Amazing review. Red Shoes is my second favorite film, but a close second to Network. As many fans of the Red Shoes, it was one of the main reasons I saw Black Swan. I hope with the success of Aronofsky's film brings back an interest in its ballet predecessor.

Ed Howard said...

Thanks, Lyz. I think Black Swan is already calling more attention to this P&P film, since so many reviews of the Aronofsky film mention this as an important reference point.

DavidEhrenstein said...

It's a refeence point only up to a point. Aronosky's impressario isn't like Lermontov at all. Moreover the film is entirely about a ballerina's breakdown. It's a lot closer to Polanski than P&P.

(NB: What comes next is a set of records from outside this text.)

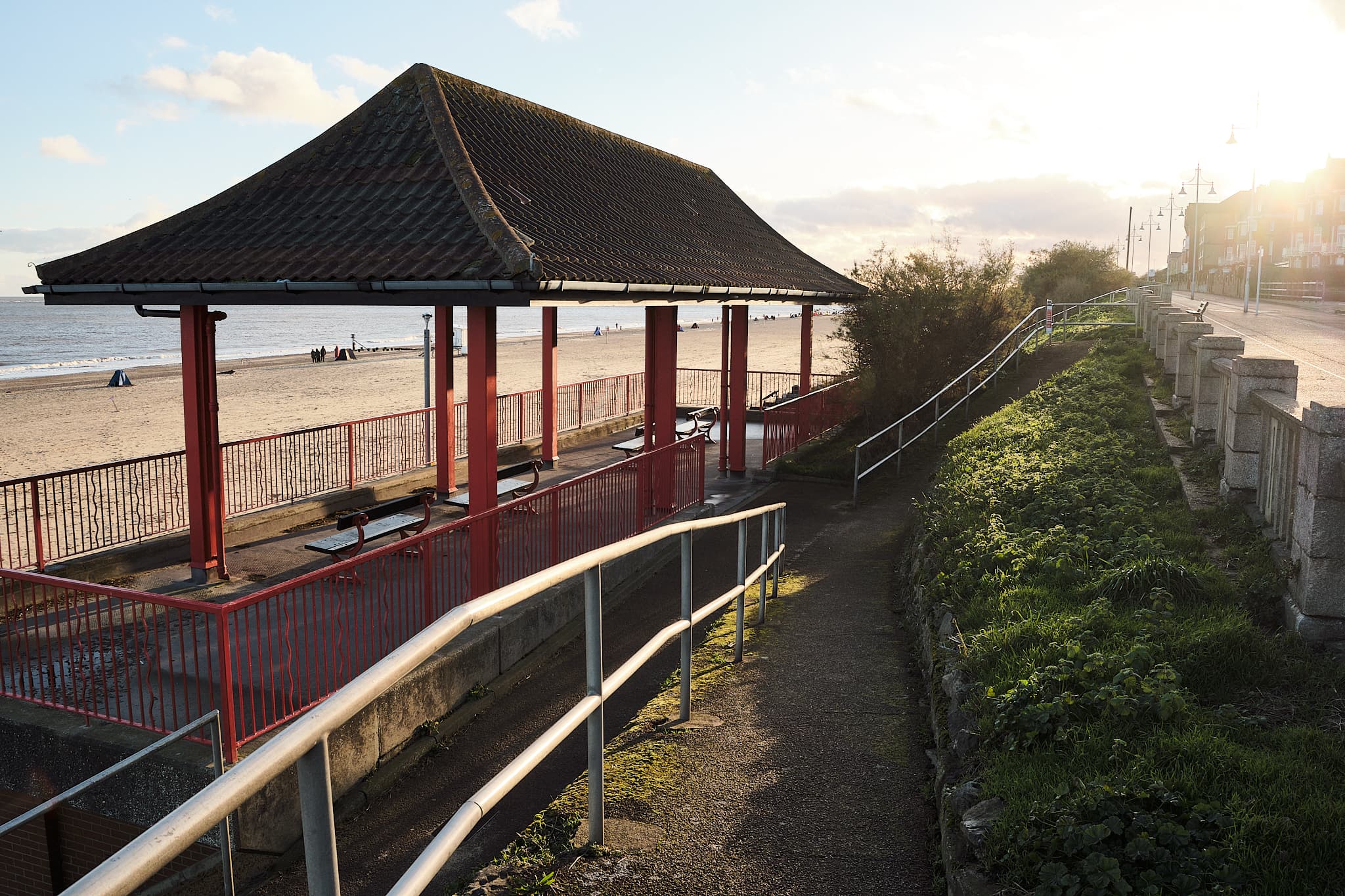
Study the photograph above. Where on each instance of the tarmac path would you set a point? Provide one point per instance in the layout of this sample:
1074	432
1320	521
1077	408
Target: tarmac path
816	784
1310	333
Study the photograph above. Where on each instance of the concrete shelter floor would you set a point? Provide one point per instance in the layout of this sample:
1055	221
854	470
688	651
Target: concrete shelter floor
268	562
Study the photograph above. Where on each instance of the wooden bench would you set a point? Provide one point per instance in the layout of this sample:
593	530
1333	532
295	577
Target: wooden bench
508	486
374	523
698	423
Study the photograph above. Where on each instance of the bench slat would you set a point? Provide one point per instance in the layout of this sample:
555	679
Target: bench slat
374	530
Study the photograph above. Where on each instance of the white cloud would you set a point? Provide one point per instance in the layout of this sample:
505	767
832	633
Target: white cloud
542	19
261	85
363	72
811	75
70	150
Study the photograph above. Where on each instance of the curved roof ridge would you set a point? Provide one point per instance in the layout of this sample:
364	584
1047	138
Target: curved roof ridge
487	215
599	129
202	209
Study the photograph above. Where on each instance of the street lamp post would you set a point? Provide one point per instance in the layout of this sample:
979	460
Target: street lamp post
1172	224
428	317
1251	211
1149	253
1195	244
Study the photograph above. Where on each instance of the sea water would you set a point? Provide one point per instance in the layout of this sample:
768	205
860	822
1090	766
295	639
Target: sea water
39	340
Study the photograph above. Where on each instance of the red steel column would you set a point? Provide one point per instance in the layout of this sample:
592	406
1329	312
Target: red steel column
445	437
806	351
665	399
724	393
201	416
482	444
550	418
650	373
739	394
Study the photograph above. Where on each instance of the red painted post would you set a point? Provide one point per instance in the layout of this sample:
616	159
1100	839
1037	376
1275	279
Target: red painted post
228	735
806	352
725	327
37	526
550	416
445	448
201	417
650	372
482	444
739	394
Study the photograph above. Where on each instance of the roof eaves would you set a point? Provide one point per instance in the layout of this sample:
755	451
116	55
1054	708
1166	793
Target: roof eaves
479	203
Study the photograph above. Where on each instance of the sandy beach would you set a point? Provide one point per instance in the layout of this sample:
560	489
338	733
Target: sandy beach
60	422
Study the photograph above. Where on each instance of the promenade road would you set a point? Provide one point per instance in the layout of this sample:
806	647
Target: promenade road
1312	333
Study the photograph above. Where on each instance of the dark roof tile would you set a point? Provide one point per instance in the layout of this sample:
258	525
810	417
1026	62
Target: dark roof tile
439	178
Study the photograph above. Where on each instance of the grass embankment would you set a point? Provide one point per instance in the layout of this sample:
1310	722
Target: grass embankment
645	766
1146	735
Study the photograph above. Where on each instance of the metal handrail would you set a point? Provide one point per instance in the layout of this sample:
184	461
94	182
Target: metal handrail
965	378
209	720
303	743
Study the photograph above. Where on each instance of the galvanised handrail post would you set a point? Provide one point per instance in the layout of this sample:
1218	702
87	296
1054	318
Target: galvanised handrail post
766	553
315	806
686	636
743	584
227	855
37	524
594	662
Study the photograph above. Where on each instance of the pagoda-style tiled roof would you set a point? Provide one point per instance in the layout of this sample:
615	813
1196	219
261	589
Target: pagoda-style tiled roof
441	179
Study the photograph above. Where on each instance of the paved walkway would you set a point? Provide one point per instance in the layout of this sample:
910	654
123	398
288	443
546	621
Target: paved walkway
1310	333
816	784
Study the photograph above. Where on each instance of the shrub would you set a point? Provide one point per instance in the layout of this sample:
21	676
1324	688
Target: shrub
1110	837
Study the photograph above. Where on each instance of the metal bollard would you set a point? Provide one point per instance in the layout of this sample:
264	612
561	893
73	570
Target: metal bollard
686	636
743	584
594	664
227	855
766	572
315	806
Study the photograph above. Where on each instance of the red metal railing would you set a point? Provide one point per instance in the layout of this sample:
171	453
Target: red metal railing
139	658
790	425
57	516
155	661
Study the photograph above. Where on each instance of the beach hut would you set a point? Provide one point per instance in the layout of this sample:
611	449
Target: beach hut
440	191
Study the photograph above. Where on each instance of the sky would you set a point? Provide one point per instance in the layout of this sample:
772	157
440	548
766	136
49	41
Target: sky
848	124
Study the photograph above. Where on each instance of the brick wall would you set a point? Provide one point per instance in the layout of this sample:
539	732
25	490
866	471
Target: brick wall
81	842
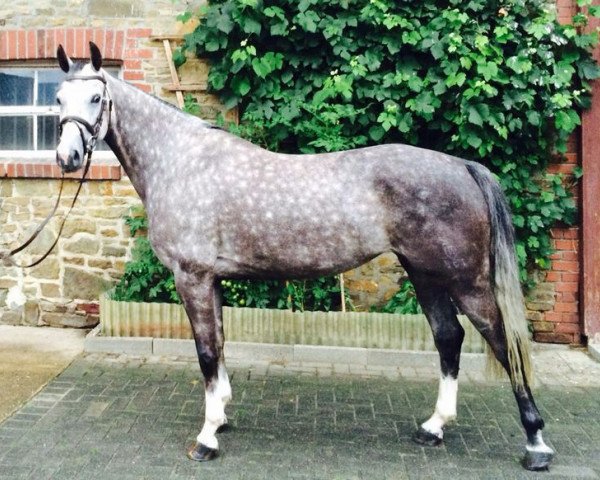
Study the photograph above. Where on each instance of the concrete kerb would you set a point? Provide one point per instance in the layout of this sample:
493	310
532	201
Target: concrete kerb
276	353
594	351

Just Another Film Buff said...

Hi Ed.

Great work here as usual. Just wanted to drop by and wish you and your family an amazing year ahead.

Cheers!

Ed Howard said...

Thanks, JAFB! All the best to you as well in the new year.

Sam Juliano said...

"Again and again, the filmmakers are calling attention to the differences between the cinema and live theater, using every cinematic trick at their disposal to transform this ballet into a fluid, magical sequence..."


I adore this film and this iconic duo, but after reading this spectacular review and comment section, I'm afraid I can add little more that hasn't been broached and/or discussed. Among P & P's films, it's my second favorite after BLACK NARCISSUS, and the film's Techicolor beauty sits alone.

In any case, I would like to entend my Best Wishes for a Happy and Healthy New Year to Ed and the esteemed readership at ONLY THE CINEMA. These hallowed halls have given more lovers a wealth of riches for which much appreciation must be tendered.

Ed Howard said...

Thanks, Sam, for the kind words, and apologies for my tardy response - your comment initially slipped by me in the holiday rush.